Saturday, May 21, 2022

Corporate America Finds Its Spine

By Judson Berger

Friday, May 20, 2022

 

There’s something amusing about watching cowed corporations finally summon the nerve to swim against ideological tides that never should have overpowered them. Like the bully standing up to his tormentor, the spelling-bee champion.

 

Charles C. W. Cooke weighed in recently on Netflix’s having discovered “the magical healing power of ‘No,’” with updated guidelines telling staff, “If you’d find it hard to support our content breadth, Netflix may not be the best place for you.”

 

Which is . . . a completely normal piece of advice for a person working at a company. In this climate, however, articulating it takes a certain degree of mettle. Netflix, it appears, is not the only corporate voice rediscovering this quality, and in arenas beyond the culture wars. The Biden administration’s inflation gaslighting, too, is eliciting boardroom rebukes. 

 

Jeff Bezos, granted, is a difficult man to root for, what with his army of robot dogs — but in calling out President Biden’s nonsensical claim that corporate taxes are the way out of inflation, he is taking a necessary swipe at the “greedflation” theorists distorting this policy debate. Hooray for Bezos? Feels kinda dirty, but — yeah.

 

His Twitter reply to the president reads: “The newly created Disinformation Board should review this tweet, or maybe they need to form a new Non Sequitur Board instead. Raising corp taxes is fine to discuss. Taming inflation is critical to discuss. Mushing them together is just misdirection.”
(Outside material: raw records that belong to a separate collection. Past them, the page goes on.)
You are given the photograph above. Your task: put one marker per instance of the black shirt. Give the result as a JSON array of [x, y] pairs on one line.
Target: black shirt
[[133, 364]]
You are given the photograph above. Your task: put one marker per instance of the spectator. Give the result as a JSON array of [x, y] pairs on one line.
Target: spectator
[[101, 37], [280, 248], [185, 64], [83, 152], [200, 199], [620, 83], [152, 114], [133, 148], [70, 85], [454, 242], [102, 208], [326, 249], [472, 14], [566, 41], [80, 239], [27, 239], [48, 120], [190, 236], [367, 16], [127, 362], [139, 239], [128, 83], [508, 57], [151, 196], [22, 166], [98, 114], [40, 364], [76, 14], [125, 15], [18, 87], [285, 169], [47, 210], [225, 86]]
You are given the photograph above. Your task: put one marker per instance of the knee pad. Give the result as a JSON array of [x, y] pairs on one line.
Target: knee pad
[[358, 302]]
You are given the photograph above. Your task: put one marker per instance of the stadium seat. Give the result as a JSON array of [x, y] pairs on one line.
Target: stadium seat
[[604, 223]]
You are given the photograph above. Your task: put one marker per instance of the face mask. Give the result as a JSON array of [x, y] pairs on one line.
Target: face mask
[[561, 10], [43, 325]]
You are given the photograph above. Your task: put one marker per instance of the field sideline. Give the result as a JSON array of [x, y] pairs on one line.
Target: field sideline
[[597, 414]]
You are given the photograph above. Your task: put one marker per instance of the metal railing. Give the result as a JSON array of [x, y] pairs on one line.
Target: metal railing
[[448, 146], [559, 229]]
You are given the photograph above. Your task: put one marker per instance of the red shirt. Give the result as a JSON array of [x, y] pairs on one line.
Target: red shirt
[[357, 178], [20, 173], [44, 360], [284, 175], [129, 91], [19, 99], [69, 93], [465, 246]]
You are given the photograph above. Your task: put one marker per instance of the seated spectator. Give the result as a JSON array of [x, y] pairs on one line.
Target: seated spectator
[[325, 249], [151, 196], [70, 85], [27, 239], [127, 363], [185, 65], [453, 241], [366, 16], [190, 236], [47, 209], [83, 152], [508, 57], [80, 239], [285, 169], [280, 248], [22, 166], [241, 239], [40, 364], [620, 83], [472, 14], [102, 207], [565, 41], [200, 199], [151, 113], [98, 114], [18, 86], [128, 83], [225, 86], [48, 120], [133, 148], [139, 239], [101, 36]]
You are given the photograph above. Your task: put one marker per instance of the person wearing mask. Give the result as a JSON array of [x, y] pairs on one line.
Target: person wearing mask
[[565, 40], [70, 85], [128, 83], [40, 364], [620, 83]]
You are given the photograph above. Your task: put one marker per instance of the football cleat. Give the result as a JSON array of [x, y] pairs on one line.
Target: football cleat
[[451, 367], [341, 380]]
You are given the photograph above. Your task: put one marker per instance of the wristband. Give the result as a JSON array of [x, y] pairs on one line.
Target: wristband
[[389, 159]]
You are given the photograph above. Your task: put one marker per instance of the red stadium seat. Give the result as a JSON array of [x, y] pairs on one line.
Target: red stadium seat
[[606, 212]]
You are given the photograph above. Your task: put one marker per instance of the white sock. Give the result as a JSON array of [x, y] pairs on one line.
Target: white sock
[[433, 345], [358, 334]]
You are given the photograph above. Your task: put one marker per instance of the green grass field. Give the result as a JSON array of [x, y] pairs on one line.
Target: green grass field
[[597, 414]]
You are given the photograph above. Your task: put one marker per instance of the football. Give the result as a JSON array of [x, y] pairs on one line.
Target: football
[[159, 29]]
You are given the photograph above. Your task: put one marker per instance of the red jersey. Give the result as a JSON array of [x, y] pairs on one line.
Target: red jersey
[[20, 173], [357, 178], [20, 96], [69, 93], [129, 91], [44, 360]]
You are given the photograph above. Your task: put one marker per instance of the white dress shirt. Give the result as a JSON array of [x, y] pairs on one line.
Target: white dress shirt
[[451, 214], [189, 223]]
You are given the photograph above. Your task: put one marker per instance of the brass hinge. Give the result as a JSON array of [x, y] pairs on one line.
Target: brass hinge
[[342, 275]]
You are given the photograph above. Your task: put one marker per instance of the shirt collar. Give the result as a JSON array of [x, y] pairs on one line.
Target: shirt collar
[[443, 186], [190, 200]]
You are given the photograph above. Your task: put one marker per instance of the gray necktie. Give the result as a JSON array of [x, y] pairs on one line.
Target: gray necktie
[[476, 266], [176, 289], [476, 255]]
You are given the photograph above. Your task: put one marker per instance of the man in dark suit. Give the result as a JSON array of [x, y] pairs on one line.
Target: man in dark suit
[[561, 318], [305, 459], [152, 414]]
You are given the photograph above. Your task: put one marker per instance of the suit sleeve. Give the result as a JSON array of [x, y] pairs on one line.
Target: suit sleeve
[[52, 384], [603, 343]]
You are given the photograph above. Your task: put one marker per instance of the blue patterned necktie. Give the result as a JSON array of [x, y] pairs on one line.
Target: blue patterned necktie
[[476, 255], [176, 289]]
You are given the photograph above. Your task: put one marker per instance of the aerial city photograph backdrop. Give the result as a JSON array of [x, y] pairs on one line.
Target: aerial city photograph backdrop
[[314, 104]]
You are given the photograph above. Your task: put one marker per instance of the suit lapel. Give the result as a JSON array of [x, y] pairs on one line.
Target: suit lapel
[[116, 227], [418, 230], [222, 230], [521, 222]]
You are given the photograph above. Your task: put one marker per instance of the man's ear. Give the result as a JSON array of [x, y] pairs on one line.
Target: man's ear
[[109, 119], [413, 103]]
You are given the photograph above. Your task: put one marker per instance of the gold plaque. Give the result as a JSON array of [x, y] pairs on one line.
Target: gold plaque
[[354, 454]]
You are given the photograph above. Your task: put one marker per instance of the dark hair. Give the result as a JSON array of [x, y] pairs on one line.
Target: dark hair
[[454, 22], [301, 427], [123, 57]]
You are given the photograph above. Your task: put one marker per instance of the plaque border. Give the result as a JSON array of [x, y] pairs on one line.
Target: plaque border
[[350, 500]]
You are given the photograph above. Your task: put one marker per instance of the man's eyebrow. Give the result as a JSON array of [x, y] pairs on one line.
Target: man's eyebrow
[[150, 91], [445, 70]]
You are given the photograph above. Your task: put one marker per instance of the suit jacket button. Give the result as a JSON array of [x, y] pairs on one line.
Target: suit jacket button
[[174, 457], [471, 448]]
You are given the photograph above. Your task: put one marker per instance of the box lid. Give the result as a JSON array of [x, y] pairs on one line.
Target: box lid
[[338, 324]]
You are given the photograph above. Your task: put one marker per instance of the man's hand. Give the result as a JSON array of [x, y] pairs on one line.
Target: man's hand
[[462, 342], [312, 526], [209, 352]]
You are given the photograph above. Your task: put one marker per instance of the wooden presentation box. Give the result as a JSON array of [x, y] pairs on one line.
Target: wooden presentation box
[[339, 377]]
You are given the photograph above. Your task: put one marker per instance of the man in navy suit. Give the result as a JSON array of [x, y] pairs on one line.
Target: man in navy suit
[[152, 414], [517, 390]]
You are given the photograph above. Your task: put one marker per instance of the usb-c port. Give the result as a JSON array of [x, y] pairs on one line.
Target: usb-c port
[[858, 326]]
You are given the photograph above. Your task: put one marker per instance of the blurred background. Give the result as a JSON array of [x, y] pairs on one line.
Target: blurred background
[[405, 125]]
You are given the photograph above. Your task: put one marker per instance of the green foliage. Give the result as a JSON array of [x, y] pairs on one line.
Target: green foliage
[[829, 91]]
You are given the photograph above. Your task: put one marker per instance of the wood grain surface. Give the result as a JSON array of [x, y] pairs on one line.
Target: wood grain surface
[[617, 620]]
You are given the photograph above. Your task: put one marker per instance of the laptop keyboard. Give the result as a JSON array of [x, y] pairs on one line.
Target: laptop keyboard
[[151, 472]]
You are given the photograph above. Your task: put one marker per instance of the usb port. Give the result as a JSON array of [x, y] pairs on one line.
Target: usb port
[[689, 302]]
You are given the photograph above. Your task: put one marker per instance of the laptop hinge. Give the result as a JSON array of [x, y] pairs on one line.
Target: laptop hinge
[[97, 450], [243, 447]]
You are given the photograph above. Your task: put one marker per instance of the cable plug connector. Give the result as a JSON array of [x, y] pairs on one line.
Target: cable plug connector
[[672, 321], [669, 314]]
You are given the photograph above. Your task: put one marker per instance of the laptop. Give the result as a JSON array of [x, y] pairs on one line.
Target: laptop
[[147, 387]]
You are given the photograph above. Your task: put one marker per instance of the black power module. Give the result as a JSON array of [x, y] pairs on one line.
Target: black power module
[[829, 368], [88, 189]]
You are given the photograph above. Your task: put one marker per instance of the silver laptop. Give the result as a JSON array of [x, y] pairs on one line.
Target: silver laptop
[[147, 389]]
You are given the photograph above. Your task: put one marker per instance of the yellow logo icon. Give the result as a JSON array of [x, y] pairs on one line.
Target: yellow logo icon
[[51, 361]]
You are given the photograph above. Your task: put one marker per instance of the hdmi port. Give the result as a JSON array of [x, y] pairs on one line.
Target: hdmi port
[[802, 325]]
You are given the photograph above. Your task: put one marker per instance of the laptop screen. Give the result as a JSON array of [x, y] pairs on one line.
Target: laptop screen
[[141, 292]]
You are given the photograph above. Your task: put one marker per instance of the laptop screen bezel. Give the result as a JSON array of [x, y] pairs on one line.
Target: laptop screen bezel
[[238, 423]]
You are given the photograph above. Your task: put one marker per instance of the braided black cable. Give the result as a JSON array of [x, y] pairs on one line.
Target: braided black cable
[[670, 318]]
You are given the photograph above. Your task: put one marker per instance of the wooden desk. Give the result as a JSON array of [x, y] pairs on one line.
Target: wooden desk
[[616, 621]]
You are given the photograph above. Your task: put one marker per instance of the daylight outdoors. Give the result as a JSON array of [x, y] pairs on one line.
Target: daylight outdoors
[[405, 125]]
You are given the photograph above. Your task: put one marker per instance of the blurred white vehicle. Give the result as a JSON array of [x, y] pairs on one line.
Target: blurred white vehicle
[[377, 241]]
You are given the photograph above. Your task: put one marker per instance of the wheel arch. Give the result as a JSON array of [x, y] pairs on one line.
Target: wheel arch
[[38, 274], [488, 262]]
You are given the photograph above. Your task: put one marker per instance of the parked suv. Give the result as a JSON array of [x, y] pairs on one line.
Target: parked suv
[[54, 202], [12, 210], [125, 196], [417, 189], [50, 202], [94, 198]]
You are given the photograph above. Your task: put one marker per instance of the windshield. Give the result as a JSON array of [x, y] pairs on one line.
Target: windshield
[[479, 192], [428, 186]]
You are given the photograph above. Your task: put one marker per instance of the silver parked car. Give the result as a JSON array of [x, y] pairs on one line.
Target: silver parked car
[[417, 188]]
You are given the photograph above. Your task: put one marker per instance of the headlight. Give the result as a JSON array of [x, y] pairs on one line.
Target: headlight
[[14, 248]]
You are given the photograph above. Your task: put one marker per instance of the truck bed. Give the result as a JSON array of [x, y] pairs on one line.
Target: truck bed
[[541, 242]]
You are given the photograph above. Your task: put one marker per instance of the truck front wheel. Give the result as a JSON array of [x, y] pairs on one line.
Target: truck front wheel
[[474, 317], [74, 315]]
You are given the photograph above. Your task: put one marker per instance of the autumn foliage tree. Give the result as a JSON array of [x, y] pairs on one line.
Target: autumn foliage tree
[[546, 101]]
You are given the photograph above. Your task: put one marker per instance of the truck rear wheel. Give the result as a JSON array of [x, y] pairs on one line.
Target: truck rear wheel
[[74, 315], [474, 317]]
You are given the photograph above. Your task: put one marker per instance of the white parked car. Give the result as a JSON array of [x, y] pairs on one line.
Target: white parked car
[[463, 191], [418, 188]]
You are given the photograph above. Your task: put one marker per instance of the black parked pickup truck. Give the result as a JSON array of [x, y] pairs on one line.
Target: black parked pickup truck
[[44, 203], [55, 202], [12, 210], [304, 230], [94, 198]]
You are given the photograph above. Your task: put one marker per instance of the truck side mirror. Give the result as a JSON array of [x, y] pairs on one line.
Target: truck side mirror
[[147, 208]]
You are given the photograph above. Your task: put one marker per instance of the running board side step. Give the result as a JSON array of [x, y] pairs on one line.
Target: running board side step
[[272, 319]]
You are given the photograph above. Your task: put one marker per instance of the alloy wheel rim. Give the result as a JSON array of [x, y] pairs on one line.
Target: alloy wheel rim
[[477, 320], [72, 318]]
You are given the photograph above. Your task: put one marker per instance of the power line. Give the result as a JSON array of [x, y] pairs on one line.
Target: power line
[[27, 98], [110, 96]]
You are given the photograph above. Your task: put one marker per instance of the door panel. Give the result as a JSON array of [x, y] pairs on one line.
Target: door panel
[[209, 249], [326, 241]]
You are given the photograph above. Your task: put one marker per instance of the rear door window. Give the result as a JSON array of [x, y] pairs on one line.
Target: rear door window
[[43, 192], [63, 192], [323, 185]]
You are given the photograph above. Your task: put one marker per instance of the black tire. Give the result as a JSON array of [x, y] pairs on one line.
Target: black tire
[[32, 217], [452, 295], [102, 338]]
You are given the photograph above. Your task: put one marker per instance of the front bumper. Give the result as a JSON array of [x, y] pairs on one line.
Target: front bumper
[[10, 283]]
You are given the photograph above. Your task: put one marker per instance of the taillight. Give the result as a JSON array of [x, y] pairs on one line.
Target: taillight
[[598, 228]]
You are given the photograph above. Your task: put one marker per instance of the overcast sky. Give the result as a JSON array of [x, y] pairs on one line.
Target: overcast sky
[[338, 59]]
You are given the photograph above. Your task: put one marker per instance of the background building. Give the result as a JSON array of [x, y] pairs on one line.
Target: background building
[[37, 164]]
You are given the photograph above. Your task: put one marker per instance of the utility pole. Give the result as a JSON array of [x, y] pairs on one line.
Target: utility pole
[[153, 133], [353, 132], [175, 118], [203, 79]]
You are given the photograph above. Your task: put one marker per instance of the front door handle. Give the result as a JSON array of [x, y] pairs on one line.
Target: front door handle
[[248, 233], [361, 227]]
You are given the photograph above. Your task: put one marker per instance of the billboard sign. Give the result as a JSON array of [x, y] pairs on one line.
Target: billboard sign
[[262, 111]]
Woof. For Bezos, this level of sass was downright Muskian. As the White House hit back, he reminded his 4 million-plus followers that the administration had attempted to spend another $3.5 trillion which would have further exacerbated inflation.

 

National Review’s editorial elaborates on what is agitating Bezos types so much:

 

As Bezos was quick to acknowledge, there is a case to be made for raising corporate taxes (we are not persuaded by that case, but there is a good-faith argument there), and certainly there is a crying need for an anti-inflation policy — but to pretend that these are the same thing is economic illiteracy. . . .

 

The administration’s suggestion that Bezos’s criticism is only a cover for his disinclination to pay taxes is cheap demagoguery and deserves to be regarded with contempt. It is only the latest in a long line of contemptible inflation dodges: First it was “transitory,” until it wasn’t, and then it was the “Putin price hike,” even though the inflation started long before the war in Ukraine, and now it is Republicans or Jeff Bezos or — give it a couple of days — systemic racism. Anything other than the obvious: flooding the economy with money during a worldwide supply-chain disruption and keeping Covid-era emergency economic policies in place long after the economic emergency has passed.

 

The related effort by congressional Democrats to point the finger at “price gouging” ignores that the purported gougers also are hurt by inflation, as the editorial notes. Andrew Stuttaford flags that Walmart just missed its quarterly earnings expectations, bigly, followed by Target. Veronique de Rugy highlights here the growing bipartisan dissent to this faulty narrative, and the U.S. Chamber of Commerce CEO recently pushed back at Senator Elizabeth Warren & Co.’s corporation-blaming by telling CNN, “They’re just plain wrong.” Meanwhile, a Morgan Stanley analysis bluntly blames “excessive” government stimulus for the inflation surge, echoing Bezos’s concerns.

 

Speaking of Muskian — the other billionaire brazenly amassing a robot-dog mercenary force (pray that PAW Patrol is only dystopian fiction, folks) has sided with Bezos on inflation, too, while assailing the mentality of endless spending and speaking quite freely about his views toward the Biden administration. “The real president is whoever controls the teleprompter,” he quipped on a podcast interview Monday. (He also says he plans to vote Republican.)

 

None of this is to herald the demise of “woke capitalism” or the rekindling of the GOP–Big Business relationship. As Michael Watson writes, it’s been difficult to follow the allegiances of American business in recent years. Those shifts were not arbitrary, however: Dan McLaughlin offers a sensible theory here on the strategy that has enabled progressivism to prosper in influential institutions.

 

Which brings us back to Netflix, and the significance of that company’s message to staff. Play us out, Charles:

 

Small though it may be, Netflix’s move portends a broader shift in corporate America and beyond — a shift that, once completed, is likely to alter our politics for the better. For nearly a decade now, American progressivism has been engaged in an all-hands-on-deck attempt to brute-force its way to the political change that its most vocal adherents desire. . . . Given the right levers of power, progressives can force Americans to do all sorts of things. Netflix cannot — which means that if Dave Chappelle is popular and Meghan Markle is not, and if shareholders start sending warning signals about the company’s creative direction, the company must adapt. Eventually, even America’s stubborn progressives will be forced to adapt, too.